Un dato è certo che nella vicenda umana coloro che pagano il prezzo più alto sono sempre i più poveri, i più fragili. I poveri vanno difesi e questo compito spetta a ciascun uomo, a partire da me. In questo clima di confusione credo sia necessario agire con calma e prudenza. È importante però affermare con forza che il Vangelo è solo quello di Gesù Cristo, e non ve ne sono altri.
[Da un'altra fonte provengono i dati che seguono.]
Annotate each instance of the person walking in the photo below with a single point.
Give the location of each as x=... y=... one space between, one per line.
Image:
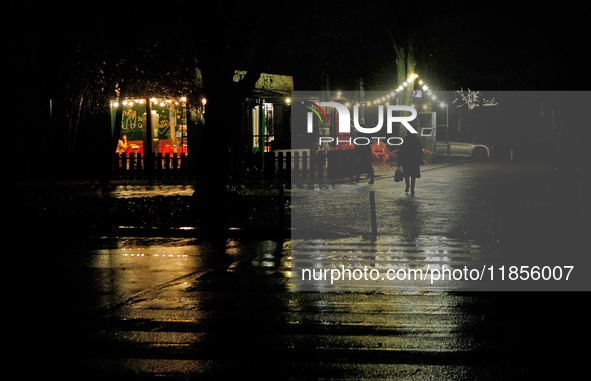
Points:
x=410 y=158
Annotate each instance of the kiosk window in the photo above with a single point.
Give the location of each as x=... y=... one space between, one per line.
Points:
x=426 y=132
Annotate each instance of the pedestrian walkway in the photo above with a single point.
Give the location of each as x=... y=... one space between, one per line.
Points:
x=245 y=323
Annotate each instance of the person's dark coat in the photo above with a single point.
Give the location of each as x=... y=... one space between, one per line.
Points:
x=410 y=156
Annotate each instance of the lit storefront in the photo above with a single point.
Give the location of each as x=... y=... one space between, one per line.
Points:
x=168 y=121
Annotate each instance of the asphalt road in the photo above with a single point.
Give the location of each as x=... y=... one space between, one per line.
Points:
x=129 y=308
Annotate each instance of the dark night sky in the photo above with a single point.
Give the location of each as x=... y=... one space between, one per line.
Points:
x=492 y=47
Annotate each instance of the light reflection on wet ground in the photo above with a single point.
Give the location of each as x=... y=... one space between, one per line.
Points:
x=131 y=191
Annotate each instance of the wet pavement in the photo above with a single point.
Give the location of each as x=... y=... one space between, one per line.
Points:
x=220 y=308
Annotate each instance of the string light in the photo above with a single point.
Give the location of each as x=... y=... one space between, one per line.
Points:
x=405 y=84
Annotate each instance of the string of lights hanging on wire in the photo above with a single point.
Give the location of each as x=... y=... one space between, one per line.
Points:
x=392 y=95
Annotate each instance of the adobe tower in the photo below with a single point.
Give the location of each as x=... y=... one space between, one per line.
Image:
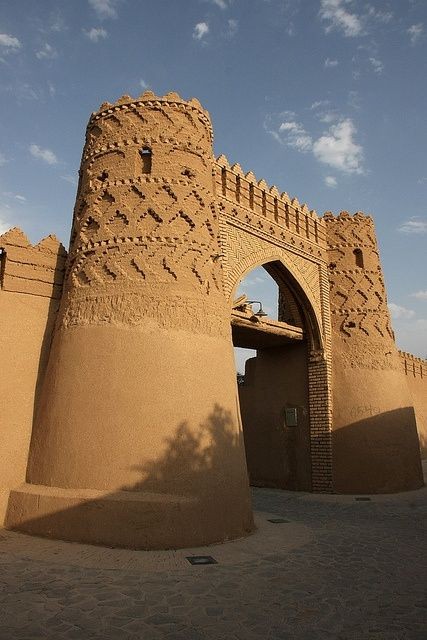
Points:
x=137 y=441
x=374 y=431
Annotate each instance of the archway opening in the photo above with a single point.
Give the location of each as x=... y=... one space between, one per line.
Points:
x=272 y=362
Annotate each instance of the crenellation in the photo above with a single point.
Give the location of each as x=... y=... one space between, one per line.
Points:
x=32 y=269
x=162 y=235
x=266 y=202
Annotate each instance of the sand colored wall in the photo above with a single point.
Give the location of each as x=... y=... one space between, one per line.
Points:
x=137 y=438
x=31 y=280
x=415 y=370
x=375 y=444
x=140 y=394
x=277 y=455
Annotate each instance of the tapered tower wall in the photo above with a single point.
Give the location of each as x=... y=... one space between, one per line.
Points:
x=30 y=289
x=137 y=440
x=375 y=443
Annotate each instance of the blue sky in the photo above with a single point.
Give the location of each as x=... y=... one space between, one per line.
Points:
x=327 y=99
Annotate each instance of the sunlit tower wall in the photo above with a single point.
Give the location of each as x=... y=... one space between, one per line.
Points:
x=375 y=443
x=137 y=441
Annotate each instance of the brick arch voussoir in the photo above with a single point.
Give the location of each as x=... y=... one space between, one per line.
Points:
x=259 y=257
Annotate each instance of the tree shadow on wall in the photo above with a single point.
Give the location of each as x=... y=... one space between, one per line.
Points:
x=196 y=492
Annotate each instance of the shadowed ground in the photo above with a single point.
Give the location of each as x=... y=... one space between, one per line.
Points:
x=339 y=568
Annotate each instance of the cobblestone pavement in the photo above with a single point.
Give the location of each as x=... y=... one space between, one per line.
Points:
x=339 y=568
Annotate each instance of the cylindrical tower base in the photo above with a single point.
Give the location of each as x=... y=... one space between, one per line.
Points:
x=137 y=441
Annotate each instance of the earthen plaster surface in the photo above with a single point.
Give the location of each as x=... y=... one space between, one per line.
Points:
x=139 y=394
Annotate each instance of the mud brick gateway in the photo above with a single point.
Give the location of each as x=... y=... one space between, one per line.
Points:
x=121 y=423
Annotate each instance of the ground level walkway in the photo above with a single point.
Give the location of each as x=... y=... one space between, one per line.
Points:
x=327 y=567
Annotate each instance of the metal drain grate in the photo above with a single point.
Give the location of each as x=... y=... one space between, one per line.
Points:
x=201 y=560
x=277 y=520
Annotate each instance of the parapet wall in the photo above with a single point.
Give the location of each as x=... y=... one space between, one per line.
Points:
x=31 y=284
x=266 y=204
x=415 y=370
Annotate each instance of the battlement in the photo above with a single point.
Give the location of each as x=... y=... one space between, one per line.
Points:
x=150 y=99
x=412 y=365
x=345 y=217
x=32 y=269
x=346 y=231
x=266 y=202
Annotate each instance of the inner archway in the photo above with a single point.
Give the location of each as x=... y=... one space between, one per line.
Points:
x=274 y=390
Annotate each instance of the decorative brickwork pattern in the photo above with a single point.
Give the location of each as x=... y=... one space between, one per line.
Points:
x=413 y=366
x=257 y=225
x=145 y=241
x=358 y=308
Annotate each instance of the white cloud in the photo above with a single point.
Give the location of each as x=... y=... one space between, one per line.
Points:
x=319 y=103
x=296 y=136
x=10 y=42
x=222 y=4
x=330 y=63
x=420 y=295
x=339 y=19
x=4 y=225
x=95 y=35
x=200 y=30
x=331 y=182
x=381 y=16
x=328 y=117
x=415 y=32
x=232 y=27
x=104 y=8
x=377 y=65
x=47 y=52
x=338 y=149
x=70 y=179
x=43 y=154
x=413 y=225
x=16 y=196
x=400 y=313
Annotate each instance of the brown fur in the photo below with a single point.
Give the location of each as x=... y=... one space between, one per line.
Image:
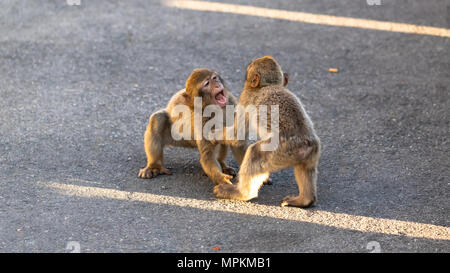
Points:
x=158 y=133
x=299 y=146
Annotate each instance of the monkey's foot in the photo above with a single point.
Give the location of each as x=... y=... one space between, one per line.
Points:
x=228 y=191
x=149 y=172
x=296 y=201
x=268 y=182
x=229 y=171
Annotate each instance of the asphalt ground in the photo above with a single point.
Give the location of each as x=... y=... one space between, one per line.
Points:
x=78 y=84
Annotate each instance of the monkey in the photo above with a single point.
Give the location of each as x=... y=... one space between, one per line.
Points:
x=210 y=87
x=298 y=144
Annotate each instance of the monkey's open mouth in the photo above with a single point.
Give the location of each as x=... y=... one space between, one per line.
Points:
x=221 y=99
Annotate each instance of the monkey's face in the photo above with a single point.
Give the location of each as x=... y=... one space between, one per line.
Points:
x=209 y=85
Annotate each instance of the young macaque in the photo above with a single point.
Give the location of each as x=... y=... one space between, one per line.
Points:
x=291 y=142
x=208 y=86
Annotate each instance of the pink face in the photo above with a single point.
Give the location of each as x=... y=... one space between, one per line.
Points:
x=214 y=86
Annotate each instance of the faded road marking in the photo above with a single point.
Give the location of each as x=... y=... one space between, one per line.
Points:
x=326 y=218
x=310 y=18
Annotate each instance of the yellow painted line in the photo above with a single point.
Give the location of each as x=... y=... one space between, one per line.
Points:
x=310 y=18
x=325 y=218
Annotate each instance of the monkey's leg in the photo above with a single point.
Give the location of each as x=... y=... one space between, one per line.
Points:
x=306 y=180
x=239 y=153
x=210 y=165
x=252 y=174
x=223 y=150
x=155 y=135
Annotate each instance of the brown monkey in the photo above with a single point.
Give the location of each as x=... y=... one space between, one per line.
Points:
x=298 y=144
x=210 y=87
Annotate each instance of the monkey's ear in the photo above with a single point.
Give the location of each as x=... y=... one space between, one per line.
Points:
x=286 y=78
x=255 y=80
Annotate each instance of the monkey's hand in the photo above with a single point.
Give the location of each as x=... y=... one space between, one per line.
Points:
x=228 y=170
x=151 y=172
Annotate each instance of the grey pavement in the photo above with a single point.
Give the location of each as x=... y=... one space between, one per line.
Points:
x=78 y=83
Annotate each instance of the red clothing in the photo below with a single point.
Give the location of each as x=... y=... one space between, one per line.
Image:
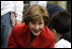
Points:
x=20 y=38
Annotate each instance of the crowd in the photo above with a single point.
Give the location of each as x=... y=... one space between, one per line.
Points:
x=44 y=23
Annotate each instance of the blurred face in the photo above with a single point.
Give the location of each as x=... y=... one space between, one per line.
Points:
x=36 y=27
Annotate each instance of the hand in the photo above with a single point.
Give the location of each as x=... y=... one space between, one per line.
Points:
x=18 y=22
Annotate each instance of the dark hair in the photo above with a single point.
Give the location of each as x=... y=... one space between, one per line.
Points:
x=36 y=12
x=61 y=22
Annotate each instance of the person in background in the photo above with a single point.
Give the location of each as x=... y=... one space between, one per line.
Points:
x=61 y=28
x=11 y=15
x=51 y=8
x=69 y=6
x=33 y=33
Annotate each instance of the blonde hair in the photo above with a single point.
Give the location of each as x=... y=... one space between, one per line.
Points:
x=36 y=12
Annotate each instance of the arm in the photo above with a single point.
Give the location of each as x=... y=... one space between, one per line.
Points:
x=19 y=11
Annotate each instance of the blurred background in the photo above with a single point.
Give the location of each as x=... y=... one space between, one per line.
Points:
x=64 y=4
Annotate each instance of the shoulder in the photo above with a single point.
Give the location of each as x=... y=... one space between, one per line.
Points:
x=63 y=44
x=48 y=35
Qualche uomo politico in un delirio di onnipotenza arroga a sé la paternità di una nuova “buona notizia”. Non lasciamoci catturare e abbindolare da dialettiche accattivanti che fanno breccia sulle nostre paure ed incertezze, ma aiutiamoci a tenere la barra dritta sul bene comune e sui valori che Gesù ci ha consegnato.
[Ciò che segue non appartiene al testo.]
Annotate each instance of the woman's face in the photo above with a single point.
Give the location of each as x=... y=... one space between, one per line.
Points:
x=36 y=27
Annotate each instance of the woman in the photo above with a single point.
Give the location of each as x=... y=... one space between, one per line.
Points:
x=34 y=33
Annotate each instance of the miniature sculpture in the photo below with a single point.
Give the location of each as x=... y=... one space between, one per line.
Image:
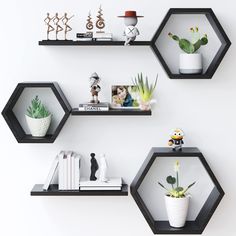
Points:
x=130 y=32
x=89 y=25
x=94 y=167
x=103 y=169
x=47 y=21
x=95 y=88
x=100 y=24
x=56 y=21
x=65 y=20
x=176 y=140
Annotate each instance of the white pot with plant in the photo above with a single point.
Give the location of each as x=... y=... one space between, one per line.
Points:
x=176 y=200
x=38 y=118
x=145 y=92
x=190 y=62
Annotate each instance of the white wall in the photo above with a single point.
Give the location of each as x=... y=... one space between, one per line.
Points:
x=204 y=109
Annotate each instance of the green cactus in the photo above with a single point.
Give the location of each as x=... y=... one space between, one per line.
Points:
x=194 y=45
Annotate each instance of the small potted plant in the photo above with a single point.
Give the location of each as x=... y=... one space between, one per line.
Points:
x=145 y=91
x=190 y=62
x=38 y=118
x=176 y=199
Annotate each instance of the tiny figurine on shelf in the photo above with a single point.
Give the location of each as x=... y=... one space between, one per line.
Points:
x=65 y=20
x=94 y=167
x=103 y=169
x=95 y=88
x=131 y=20
x=56 y=21
x=176 y=140
x=47 y=21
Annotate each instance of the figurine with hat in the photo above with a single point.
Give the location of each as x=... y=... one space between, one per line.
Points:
x=131 y=20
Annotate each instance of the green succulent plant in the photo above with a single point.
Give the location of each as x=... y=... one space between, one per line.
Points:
x=37 y=110
x=144 y=89
x=176 y=190
x=194 y=45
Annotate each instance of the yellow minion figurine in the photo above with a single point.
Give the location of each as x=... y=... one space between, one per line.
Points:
x=176 y=140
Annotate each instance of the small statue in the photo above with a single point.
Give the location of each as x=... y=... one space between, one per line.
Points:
x=176 y=139
x=47 y=21
x=65 y=20
x=100 y=23
x=131 y=20
x=103 y=169
x=56 y=21
x=95 y=88
x=94 y=167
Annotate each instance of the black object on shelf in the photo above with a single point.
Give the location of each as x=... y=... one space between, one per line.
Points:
x=15 y=125
x=53 y=191
x=162 y=227
x=115 y=112
x=90 y=43
x=215 y=24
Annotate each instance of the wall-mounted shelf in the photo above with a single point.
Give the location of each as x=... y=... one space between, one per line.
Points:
x=53 y=191
x=218 y=31
x=90 y=43
x=76 y=112
x=15 y=121
x=206 y=210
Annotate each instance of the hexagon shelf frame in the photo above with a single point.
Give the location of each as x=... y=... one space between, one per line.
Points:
x=15 y=125
x=215 y=24
x=203 y=217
A livello politico oggi sono in voga alcuni slogan quali “prima gli italiani”, “aiutiamoli a casa loro”. Sono affermazioni che hanno un loro valore, ma che chiedono poi una linea coerente a 360°. Se prima ci sono gli italiani, questo vuol dire tutti gli italiani e non solo “alcuni”. Aiutiamoli a casa loro, significa offrire nuove opportunità di sviluppo nei paesi di origine dei migranti, ma soprattutto significa rinunciare al mercato di armi, alla colonizzazione economica, allo sfruttamento delle risorse di questi paesi su cui si fonda gran parte del nostro benessere. Dobbiamo chiederci se siamo disposti a condividere il nostro benessere con gli altri, abbassando però il tenore di vita. Non si tratta di carità, ma di giustizia. Questo non è contemplato nei programmi politici.

La proposta di chiudere i porti italiani alle navi delle organizzazioni non governative per bloccare i flussi migratori è l’ennesima dimostrazione di una deriva egoista ed individualista che è tornata a infettare il vecchio continente, da nord a sud, e non c’è partito di centrosinistra o centrodestra o cinquestelle che tenga, ma solo etichette superate che mascherano una visione comune tra tutti i governi d’Europa: alzare i muri e rifugiarsi nel proprio “benessere”, lasciando gli ultimi, i poveri, i perseguitati alle prese con i loro problemi. È sufficiente analizzare il dibattito che sta ruotando intorno all’assurda idea della chiusura dei porti per capire come l’Europa intera (le sue istituzioni e i suoi amministratori, i giornalisti complici e i cittadini sempre più contagiati dall’odio) stia rasentando la follia in materia di politiche sull’immigrazione e l’accoglienza.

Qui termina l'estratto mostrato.